- Born: 1813 Nuneaton, Warwickshire, England
- Died: 16 May 1878 (aged 64–65) Queensland, Australia
- Burial place: Ipswich cemetery
- Education: University of Glasgow
- Occupation: medical practitioner
- Known for: played an active role in the development of Ipswich, Queensland, Australia
- Spouse: Margaret Douglas ​(m. 1837)​

= William Dorsey =

English-born Australian medical practitioner (1813 – 1878)

William McTaggart Dorsey (1813 – 16 May 1878) was an English-born Australian medical practitioner who played an active role in the development of Ipswich.

He was born at Nuneaton in Warwickshire to Alexander Dorsey and Elizabeth Donald. He attended the University of Glasgow, where he studied medicine.
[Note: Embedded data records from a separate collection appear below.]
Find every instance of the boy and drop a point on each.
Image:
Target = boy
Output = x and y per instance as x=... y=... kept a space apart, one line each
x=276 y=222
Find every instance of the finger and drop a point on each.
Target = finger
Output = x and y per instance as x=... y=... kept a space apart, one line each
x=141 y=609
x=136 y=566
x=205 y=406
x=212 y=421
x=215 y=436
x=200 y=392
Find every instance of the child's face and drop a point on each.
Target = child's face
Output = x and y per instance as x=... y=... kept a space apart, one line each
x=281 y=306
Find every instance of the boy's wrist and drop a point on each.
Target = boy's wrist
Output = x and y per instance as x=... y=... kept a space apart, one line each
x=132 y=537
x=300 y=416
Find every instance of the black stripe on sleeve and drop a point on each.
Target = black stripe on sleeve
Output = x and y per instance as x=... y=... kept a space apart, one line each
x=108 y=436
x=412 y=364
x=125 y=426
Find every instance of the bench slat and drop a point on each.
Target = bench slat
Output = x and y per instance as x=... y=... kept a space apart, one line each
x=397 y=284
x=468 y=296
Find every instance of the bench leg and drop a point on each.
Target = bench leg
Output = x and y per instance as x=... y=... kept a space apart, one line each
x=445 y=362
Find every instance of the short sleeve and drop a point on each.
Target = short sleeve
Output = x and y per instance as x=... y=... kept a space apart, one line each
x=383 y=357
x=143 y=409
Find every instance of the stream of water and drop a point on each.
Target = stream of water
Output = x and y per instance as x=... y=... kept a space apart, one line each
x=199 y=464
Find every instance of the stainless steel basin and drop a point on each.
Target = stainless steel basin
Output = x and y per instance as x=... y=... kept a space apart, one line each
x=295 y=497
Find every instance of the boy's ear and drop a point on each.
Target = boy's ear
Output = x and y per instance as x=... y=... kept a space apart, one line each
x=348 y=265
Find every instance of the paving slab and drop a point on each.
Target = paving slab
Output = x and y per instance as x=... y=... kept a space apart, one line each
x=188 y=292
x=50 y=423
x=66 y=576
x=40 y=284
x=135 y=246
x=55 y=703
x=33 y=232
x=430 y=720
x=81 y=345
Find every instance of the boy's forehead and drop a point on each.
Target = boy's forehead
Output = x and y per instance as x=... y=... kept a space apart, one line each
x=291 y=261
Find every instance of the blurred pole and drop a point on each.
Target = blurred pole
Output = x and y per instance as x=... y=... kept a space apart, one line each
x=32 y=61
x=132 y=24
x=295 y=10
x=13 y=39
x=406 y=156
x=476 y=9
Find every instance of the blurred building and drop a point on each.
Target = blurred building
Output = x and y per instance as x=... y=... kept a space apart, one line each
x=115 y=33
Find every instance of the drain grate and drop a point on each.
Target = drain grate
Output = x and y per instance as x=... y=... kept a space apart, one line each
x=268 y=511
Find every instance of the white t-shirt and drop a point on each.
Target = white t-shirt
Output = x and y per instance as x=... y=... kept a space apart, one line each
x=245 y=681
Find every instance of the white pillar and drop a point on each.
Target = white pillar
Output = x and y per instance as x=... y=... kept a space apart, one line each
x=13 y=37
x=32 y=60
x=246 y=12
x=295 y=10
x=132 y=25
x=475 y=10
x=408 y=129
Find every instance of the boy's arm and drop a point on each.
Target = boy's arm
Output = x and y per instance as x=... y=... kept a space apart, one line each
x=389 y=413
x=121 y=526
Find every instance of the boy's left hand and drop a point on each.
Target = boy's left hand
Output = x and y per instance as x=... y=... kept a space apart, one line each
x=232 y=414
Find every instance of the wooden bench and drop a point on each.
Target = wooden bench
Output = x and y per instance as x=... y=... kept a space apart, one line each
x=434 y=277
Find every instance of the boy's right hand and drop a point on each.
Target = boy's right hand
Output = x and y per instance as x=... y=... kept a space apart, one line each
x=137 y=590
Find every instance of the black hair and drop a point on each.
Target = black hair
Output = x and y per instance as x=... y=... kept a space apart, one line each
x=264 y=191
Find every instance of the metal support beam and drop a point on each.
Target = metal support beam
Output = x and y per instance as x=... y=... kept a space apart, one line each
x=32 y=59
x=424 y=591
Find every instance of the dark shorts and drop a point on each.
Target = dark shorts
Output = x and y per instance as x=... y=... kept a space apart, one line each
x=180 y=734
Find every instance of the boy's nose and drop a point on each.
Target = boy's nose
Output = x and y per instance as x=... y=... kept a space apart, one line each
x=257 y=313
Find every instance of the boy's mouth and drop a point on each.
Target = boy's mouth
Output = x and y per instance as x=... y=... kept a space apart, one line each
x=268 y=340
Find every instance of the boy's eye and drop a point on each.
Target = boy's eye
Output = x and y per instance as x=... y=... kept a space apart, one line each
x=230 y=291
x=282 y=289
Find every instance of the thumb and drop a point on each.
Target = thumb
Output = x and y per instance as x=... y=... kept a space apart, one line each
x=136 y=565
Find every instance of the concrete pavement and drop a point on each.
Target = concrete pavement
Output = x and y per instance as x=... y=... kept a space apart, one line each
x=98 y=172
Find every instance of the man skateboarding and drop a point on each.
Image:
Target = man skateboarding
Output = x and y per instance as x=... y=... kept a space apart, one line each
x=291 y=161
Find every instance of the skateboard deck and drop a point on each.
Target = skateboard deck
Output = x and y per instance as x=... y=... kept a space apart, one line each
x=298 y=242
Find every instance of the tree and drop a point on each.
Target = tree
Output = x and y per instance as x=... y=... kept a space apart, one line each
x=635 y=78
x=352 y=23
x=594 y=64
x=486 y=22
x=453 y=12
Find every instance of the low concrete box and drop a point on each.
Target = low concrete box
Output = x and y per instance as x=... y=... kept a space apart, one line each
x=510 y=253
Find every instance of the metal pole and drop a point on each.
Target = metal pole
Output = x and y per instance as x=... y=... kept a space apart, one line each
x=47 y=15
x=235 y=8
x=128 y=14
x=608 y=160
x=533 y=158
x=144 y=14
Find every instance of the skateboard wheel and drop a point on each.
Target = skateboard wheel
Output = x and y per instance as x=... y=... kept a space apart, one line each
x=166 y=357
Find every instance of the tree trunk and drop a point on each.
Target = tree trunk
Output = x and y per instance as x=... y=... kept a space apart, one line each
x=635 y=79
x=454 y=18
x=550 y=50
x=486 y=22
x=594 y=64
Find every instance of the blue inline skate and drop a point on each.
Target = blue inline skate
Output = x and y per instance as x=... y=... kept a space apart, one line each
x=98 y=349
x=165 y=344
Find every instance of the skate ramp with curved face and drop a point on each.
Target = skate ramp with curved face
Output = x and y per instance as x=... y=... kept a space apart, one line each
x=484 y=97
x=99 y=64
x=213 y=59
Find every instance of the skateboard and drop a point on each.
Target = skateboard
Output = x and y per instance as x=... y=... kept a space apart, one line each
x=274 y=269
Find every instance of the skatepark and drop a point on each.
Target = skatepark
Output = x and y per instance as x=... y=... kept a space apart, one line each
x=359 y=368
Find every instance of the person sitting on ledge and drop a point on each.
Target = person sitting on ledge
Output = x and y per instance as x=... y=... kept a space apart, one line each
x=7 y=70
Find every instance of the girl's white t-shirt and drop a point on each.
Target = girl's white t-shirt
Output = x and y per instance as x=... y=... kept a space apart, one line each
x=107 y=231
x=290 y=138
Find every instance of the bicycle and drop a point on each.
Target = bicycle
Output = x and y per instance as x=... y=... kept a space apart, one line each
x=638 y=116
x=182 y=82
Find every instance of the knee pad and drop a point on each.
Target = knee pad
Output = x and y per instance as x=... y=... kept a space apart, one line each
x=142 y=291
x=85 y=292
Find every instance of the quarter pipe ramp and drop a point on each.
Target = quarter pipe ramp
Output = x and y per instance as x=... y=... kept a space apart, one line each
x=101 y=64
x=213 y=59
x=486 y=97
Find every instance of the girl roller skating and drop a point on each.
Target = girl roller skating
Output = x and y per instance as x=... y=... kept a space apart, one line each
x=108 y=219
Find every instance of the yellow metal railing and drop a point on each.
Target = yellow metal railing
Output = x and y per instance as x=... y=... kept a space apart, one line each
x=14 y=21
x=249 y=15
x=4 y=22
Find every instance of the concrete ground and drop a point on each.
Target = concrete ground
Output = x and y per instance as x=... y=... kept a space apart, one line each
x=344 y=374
He married Margaret Douglas in 1837, and in 1839 sailed for New Zealand, arriving at Wellington in 1840. Finding little success, he moved to Sydney later in the year and was certified to practise medicine; he settled at Bathurst. In 1842 he moved to Moreton Bay and in 1843 built a house in Ipswich, where he practised. He also leased pastoral land on the Darling Downs, where he ran sheep. Dorsey was an enthusiastic and pugnacious advocate for the further development of the district.

Dorsey also expanded his own pastoral holdings, purchasing land around Moreton Bay and further afield. He returned to Glasgow to study for his Doctorate of Medicine, which he received in 1857. On his return, he was forced to sell land but was nonetheless insolvent from 1862. In 1865 he became government medical officer for the local immigration depot and departments of railway and police. Persistent attempts to increase his salary and working conditions failed, and he soon focused instead on his private practice. He died of heart disease in 1878.